A tutorial on how to use R’s tidyverse package to make data tidy. Tidying data makes for a nice, clean dataframe to use in analysis. Tidyverse contains packages such as dplyr, which will be covered in this tutorial, for handling messy data wrangling in really good ways.
Data Analysis is a tough job, there are a lot of hurdles that can get in the way of meaningful studies of datasets. R has several packages to deal with these complications, one of them being the tidyverse package.
Tidyverse has many useful tools to clean up data and make it much easier to work with, one of which is called the dplyr package. Sometimes, there is a need to change variable names or group data, or make new columns with variables that you are needing to find, even subsetting your data and selecting the pieces you want as opposed to having to navigate the entire dataframe.
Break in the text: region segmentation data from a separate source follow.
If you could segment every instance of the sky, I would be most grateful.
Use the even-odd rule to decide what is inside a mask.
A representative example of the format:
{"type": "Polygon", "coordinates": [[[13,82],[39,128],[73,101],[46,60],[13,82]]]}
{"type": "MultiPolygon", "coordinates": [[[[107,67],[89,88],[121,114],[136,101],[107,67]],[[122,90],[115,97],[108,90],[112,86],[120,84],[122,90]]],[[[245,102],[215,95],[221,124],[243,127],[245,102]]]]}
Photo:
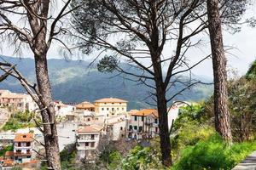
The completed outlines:
{"type": "MultiPolygon", "coordinates": [[[[256,5],[253,5],[245,14],[245,17],[254,16],[256,18],[256,5]]],[[[247,26],[242,26],[241,31],[230,34],[224,31],[224,42],[225,46],[232,47],[233,49],[229,50],[226,54],[228,60],[228,70],[236,70],[239,75],[243,75],[247,71],[250,64],[256,60],[256,27],[251,28],[247,26]]],[[[201,59],[202,56],[209,54],[210,43],[209,41],[205,41],[201,49],[190,50],[188,55],[189,59],[195,61],[201,59]]],[[[3,55],[14,56],[14,48],[4,45],[2,48],[3,55]]],[[[165,49],[163,54],[168,54],[168,49],[165,49]]],[[[32,54],[29,49],[22,51],[20,57],[32,58],[32,54]]],[[[48,53],[49,59],[63,59],[60,54],[58,44],[53,44],[48,53]]],[[[71,57],[72,58],[72,57],[71,57]]],[[[86,58],[85,58],[86,60],[86,58]]],[[[91,58],[90,58],[91,60],[91,58]]],[[[193,74],[206,76],[207,78],[212,77],[212,60],[207,60],[202,64],[193,70],[193,74]]]]}

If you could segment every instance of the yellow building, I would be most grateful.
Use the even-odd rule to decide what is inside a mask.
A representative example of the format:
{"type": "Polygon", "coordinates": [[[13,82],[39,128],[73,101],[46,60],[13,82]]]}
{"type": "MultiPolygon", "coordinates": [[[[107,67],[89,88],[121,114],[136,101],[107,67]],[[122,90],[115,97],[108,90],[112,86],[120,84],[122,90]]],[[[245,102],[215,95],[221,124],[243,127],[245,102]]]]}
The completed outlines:
{"type": "Polygon", "coordinates": [[[97,116],[106,119],[112,116],[125,114],[128,101],[117,98],[104,98],[95,101],[95,112],[97,116]]]}

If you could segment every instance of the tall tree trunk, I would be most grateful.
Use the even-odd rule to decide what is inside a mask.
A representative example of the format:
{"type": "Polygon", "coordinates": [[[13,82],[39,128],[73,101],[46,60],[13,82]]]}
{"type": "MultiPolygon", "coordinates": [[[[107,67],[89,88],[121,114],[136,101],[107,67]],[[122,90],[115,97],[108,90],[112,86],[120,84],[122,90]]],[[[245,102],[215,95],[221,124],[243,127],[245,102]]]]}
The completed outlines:
{"type": "Polygon", "coordinates": [[[172,165],[171,140],[168,129],[167,101],[162,83],[156,82],[157,110],[160,137],[161,160],[165,166],[172,165]]]}
{"type": "Polygon", "coordinates": [[[41,95],[41,101],[44,103],[44,105],[47,105],[47,109],[42,110],[41,115],[44,123],[44,147],[48,166],[55,170],[59,170],[61,169],[61,167],[46,54],[41,56],[35,56],[35,66],[38,90],[43,94],[41,95]]]}
{"type": "Polygon", "coordinates": [[[218,1],[207,0],[207,14],[214,76],[215,128],[223,138],[232,141],[228,109],[226,58],[224,55],[218,1]]]}

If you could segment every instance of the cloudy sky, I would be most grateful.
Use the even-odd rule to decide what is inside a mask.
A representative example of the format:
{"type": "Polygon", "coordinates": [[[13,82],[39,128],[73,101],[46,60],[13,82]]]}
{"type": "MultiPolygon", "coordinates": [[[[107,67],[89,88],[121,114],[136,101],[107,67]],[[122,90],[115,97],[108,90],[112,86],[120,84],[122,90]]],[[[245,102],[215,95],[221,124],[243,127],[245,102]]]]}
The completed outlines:
{"type": "MultiPolygon", "coordinates": [[[[247,12],[246,17],[256,17],[256,5],[252,6],[247,12]]],[[[236,34],[230,34],[227,31],[224,32],[224,42],[225,46],[232,46],[234,48],[226,54],[228,59],[228,69],[236,69],[240,75],[244,74],[249,65],[256,60],[256,28],[251,28],[243,26],[241,31],[236,34]]],[[[208,54],[210,49],[209,42],[204,42],[204,49],[191,50],[189,54],[193,60],[201,59],[203,55],[208,54]]],[[[2,54],[6,56],[13,56],[13,47],[5,46],[2,48],[2,54]]],[[[164,54],[168,54],[166,49],[164,54]]],[[[21,57],[32,57],[32,54],[29,49],[23,50],[21,57]]],[[[59,48],[55,44],[49,51],[49,59],[61,58],[59,54],[59,48]]],[[[194,74],[211,77],[212,75],[212,60],[207,60],[201,65],[197,66],[193,71],[194,74]]]]}

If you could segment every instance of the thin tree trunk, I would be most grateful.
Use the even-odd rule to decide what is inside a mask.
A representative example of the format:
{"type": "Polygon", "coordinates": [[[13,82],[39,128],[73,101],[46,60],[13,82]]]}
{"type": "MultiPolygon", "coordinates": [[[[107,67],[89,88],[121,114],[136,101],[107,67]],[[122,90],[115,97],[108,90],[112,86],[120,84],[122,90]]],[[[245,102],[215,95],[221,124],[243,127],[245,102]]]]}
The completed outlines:
{"type": "Polygon", "coordinates": [[[160,83],[156,85],[157,110],[159,113],[159,128],[160,137],[161,160],[165,166],[172,165],[171,140],[168,129],[167,101],[166,90],[160,83]]]}
{"type": "Polygon", "coordinates": [[[214,76],[215,128],[227,141],[232,141],[228,109],[226,58],[224,55],[218,1],[207,0],[207,14],[214,76]]]}
{"type": "Polygon", "coordinates": [[[50,82],[48,76],[46,54],[35,56],[35,66],[38,90],[40,94],[43,94],[41,96],[41,100],[44,102],[44,105],[47,105],[47,109],[44,110],[41,114],[44,123],[44,144],[48,166],[55,170],[59,170],[61,169],[61,167],[59,155],[56,122],[55,120],[54,104],[51,97],[50,82]]]}

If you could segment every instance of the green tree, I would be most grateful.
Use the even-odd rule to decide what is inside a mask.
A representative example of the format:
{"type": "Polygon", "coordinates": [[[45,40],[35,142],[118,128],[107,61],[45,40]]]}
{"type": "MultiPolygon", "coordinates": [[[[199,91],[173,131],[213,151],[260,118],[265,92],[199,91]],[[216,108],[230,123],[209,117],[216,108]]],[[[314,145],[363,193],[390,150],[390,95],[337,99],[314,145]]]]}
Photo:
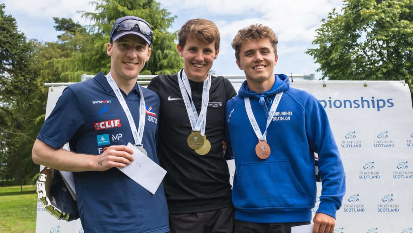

Dplyr makes these things possible, and relatively simple to use. Here we will explore a few of these packages inside of the dplyr package. After tidying the data, tidyverse allows you to use a tool called a pipe operator %>%
which allows you to feed your dataset directly into your functions, so you don’t have to worry about giving each function the data argument. With thses tools, it becomes much easier to run statistical analysis tests on it and/or graphical analysis using the ggplot2 package.
BIO314–Ecology and Evolution section A uses RStudio in the lab portion of the class for data analysis, however most of their data wrangling is done using basic R and long, complex R commands. BIO314-B uses Excel for most of their data wrangling and analysis. I am currently in section A of the class, but due to scheduling conflicts I have to take section B of the lab. Thus, I was inspired to take this project on because of the disconnect between the two classes. The goal of this project was to create a tutorial in tidyverse to open an easier pathway to data analysis in the class. Ultimately, I hope that this tutorial will help in simplifying the tidying and analysis processes and eventually unify the two sections so there is one, easy way for classes to manage their data.
When working with dataframes in R, it is important to remember that there are certain ways to name variables. R does not allow spaces or characters such as parentheses or forward slash.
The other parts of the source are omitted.